The markets have started to take the prospect of an earlier than expected rates hike in the US seriously. Robust employment figures have invited the FED to act swiftly. Even if the dollar’s unexpected strength might subdue the current expansion, the monetary authorities cannot ignore the latest data pointing to a well-entrenched recovery. Should the FED fail to take swift action, its credibility would suffer a severe blow.
This new mood is heavily weighing on market sentiment. Most investors are discounting an early move that would push the exchange rate to fresh heights. This quick anticipation is wrecking emerging economies and might affect global prospects for growth. Brazil is already suffering a massive exit of hot money, its currency spiraling out of control. Others might follow a similar downward pattern.
As the Euro becomes weaker, an unsettling of global financial markets has got underway.
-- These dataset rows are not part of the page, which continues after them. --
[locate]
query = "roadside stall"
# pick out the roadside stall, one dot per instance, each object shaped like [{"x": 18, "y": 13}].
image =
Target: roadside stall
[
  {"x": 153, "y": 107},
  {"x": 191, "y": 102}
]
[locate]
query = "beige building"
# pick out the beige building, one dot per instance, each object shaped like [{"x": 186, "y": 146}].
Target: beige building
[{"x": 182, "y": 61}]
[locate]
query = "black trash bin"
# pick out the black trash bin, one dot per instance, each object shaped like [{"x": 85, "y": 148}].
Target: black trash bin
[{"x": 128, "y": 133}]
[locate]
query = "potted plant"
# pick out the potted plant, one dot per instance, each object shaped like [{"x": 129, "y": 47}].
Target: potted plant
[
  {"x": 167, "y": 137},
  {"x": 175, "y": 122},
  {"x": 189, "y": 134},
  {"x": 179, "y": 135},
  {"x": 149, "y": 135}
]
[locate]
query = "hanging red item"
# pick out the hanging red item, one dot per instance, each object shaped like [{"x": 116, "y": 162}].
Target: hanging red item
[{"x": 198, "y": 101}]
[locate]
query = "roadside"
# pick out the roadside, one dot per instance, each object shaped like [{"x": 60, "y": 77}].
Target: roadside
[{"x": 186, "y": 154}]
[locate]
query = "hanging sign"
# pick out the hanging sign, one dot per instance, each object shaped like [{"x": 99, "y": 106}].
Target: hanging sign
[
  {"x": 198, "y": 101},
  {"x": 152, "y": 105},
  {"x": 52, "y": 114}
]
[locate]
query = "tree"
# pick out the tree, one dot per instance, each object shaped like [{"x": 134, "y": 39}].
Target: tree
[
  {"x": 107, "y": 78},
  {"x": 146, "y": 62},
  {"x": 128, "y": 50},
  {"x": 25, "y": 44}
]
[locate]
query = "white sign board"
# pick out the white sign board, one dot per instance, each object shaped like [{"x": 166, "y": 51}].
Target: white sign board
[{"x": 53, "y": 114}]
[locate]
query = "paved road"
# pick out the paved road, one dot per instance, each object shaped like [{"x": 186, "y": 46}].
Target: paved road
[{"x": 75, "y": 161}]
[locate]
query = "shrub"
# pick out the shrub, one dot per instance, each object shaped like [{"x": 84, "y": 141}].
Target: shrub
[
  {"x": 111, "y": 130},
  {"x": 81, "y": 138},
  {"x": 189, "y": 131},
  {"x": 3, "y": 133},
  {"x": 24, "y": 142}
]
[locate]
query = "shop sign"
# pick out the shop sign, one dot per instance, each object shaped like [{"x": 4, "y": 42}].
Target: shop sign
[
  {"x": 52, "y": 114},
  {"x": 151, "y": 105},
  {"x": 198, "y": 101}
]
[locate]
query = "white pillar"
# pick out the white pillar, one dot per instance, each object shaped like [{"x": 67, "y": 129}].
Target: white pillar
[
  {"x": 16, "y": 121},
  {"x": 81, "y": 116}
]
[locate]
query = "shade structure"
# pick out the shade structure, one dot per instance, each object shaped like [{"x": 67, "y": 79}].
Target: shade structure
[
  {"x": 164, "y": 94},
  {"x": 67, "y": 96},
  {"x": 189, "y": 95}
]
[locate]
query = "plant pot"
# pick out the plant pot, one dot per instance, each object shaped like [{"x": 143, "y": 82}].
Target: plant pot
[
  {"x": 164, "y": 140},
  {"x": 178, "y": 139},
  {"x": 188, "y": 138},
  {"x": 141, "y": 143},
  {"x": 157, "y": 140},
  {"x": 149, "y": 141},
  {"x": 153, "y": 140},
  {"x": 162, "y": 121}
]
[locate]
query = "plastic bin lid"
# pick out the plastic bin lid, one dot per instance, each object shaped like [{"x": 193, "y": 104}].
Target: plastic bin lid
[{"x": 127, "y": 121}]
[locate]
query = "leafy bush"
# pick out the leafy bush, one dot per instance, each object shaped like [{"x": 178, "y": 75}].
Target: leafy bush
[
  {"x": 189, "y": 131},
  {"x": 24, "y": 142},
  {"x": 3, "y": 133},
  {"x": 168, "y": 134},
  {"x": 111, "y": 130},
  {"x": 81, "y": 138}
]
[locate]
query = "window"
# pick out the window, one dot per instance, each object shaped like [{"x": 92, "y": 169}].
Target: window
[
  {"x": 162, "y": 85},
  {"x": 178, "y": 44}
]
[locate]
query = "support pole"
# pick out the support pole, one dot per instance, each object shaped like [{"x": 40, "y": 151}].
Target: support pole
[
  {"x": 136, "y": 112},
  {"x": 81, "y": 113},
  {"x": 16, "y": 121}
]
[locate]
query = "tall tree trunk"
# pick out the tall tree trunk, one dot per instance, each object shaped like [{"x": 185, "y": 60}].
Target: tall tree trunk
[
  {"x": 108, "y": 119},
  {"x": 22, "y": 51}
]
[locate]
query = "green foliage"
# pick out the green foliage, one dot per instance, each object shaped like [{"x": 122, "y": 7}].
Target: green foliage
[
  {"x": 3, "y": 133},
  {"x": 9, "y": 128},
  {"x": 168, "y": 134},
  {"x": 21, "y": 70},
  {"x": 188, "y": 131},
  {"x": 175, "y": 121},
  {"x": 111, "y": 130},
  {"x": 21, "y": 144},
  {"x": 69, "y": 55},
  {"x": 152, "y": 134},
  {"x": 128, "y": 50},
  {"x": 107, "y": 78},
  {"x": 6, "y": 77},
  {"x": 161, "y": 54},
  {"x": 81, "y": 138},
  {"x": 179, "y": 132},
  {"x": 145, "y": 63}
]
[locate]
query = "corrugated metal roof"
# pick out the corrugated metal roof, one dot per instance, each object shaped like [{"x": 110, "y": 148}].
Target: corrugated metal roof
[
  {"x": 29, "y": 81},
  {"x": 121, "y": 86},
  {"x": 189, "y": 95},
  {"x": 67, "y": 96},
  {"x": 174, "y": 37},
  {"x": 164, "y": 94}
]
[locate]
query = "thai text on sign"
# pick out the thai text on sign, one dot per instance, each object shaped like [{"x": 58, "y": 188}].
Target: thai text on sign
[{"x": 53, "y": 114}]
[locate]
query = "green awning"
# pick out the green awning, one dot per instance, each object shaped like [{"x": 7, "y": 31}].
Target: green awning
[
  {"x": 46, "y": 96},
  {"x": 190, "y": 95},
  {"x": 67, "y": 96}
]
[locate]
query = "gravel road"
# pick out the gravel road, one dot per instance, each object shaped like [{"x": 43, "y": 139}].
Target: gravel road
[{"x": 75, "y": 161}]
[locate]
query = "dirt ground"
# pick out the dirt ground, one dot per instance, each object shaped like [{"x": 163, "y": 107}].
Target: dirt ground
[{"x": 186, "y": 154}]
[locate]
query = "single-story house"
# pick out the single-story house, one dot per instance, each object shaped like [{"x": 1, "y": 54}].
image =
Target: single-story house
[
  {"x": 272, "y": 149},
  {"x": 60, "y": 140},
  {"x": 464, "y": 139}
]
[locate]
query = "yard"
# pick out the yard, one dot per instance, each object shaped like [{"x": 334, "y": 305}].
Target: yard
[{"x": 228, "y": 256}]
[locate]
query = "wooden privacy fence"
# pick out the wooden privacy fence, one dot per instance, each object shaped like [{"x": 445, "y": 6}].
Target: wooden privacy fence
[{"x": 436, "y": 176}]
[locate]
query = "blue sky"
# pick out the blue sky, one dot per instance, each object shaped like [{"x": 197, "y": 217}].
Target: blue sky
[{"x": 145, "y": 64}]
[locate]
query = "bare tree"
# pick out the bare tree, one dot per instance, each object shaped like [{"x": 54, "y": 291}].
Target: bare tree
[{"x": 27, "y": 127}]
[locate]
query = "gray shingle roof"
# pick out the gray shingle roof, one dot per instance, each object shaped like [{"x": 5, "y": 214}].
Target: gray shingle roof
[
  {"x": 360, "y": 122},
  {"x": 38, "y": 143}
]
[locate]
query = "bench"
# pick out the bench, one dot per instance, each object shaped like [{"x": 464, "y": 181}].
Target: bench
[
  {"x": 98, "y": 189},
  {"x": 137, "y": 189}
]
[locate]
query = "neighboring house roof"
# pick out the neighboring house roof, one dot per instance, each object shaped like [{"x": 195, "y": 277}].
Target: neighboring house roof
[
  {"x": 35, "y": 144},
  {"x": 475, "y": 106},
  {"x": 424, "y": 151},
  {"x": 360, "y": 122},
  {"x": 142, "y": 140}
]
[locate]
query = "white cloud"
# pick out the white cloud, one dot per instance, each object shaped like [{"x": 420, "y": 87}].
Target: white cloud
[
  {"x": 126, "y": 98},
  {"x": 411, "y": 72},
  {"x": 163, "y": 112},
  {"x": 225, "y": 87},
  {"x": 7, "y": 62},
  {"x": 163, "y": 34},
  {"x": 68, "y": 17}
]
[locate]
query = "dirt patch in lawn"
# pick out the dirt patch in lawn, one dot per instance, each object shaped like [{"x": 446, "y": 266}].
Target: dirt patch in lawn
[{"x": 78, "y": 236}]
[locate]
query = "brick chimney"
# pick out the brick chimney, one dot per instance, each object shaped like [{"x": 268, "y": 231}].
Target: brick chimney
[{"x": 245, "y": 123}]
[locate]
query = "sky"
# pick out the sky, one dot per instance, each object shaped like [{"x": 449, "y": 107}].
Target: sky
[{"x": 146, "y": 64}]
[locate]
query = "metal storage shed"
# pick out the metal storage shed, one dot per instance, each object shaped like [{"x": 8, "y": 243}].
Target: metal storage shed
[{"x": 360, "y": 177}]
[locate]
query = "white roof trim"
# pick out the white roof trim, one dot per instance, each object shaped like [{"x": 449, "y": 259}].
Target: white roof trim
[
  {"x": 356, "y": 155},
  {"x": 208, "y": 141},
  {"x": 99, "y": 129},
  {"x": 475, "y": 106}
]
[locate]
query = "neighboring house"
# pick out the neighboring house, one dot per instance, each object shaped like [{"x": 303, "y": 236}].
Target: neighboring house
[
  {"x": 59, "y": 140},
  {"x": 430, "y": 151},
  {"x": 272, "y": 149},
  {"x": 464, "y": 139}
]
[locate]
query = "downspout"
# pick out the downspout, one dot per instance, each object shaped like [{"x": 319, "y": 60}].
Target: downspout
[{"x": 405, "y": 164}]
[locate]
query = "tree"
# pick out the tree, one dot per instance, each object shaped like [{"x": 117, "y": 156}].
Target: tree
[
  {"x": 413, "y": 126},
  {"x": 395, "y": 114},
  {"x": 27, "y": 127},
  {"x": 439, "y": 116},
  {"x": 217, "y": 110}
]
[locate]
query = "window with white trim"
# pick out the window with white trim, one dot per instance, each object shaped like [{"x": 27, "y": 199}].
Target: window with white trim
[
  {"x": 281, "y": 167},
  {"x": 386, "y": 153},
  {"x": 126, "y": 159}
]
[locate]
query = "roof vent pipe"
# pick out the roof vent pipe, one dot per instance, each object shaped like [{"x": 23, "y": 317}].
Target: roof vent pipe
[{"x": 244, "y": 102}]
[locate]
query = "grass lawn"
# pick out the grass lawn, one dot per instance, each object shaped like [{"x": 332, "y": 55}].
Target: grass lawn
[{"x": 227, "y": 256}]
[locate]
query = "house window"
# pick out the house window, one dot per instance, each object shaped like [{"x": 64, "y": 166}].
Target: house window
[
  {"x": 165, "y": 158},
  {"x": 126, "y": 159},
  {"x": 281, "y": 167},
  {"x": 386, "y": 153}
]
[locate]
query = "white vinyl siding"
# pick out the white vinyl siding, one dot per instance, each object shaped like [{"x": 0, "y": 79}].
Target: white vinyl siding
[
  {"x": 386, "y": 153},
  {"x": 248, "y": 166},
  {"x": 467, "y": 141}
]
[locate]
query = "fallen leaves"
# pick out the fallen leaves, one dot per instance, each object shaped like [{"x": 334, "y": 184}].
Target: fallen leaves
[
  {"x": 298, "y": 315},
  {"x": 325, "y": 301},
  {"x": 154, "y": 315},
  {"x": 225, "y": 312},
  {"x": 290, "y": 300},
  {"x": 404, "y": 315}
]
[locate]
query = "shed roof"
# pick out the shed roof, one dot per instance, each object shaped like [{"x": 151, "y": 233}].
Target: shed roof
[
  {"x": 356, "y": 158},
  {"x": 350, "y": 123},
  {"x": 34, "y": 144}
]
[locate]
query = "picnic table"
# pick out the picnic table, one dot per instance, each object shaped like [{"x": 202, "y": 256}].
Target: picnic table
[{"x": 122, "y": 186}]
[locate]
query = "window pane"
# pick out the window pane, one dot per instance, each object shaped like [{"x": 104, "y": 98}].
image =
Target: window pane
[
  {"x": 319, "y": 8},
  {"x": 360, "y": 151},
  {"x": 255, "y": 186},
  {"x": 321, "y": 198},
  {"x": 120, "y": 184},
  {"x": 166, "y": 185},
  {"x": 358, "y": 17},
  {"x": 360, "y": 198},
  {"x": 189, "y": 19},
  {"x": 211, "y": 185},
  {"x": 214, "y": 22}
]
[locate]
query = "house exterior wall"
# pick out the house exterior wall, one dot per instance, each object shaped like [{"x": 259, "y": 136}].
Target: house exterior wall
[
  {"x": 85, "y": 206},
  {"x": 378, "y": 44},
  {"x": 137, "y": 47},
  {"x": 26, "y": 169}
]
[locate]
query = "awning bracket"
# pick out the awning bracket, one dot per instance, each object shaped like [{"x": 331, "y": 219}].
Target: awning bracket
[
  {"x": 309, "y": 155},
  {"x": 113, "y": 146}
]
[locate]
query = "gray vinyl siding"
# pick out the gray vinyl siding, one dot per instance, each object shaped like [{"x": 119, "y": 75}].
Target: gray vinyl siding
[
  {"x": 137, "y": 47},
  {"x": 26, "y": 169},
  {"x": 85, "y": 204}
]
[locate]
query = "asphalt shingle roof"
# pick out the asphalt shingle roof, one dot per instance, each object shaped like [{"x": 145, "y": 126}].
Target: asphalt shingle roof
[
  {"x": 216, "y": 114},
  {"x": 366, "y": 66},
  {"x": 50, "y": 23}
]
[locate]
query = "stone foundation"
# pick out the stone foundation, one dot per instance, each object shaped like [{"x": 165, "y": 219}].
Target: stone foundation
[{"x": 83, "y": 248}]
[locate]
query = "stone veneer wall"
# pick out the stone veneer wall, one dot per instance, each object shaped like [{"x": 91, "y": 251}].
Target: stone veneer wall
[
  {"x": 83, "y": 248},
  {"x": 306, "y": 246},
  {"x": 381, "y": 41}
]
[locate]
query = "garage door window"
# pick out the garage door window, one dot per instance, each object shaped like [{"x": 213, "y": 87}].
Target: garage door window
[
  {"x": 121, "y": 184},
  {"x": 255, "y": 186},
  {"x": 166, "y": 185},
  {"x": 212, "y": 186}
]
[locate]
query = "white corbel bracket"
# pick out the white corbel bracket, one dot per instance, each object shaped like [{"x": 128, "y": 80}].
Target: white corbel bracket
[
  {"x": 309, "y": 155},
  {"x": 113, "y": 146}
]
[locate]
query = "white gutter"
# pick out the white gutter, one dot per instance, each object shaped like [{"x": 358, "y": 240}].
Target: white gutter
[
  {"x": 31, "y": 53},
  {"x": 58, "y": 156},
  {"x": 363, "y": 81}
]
Even if the move was largely accounted for, its swift unfolding has taken many by surprise. Banks holding large exposures in emerging countries are bound to suffer the ensuing consequences. That is a nasty prospect likely to be reflected in dwindling profits.
In Europe, the backlash will hit exports and growth just when frantic efforts at trying to mend its dismal record are getting underway. This is a bad omen against hopes of steering the economy back on track again. We are bound to suffer the depressive effect of higher US rates, on top of the pressure a strong dollar position exerts on global markets.
The ECB’s wait-and-see strategy – waiting until the last to use all its firepower- has proved an ill-judged strategy. It deprived Europe of much needed stimuli when it enjoyed a window to fully enforce the policy. Now, the monetary thrust may have materialised too late.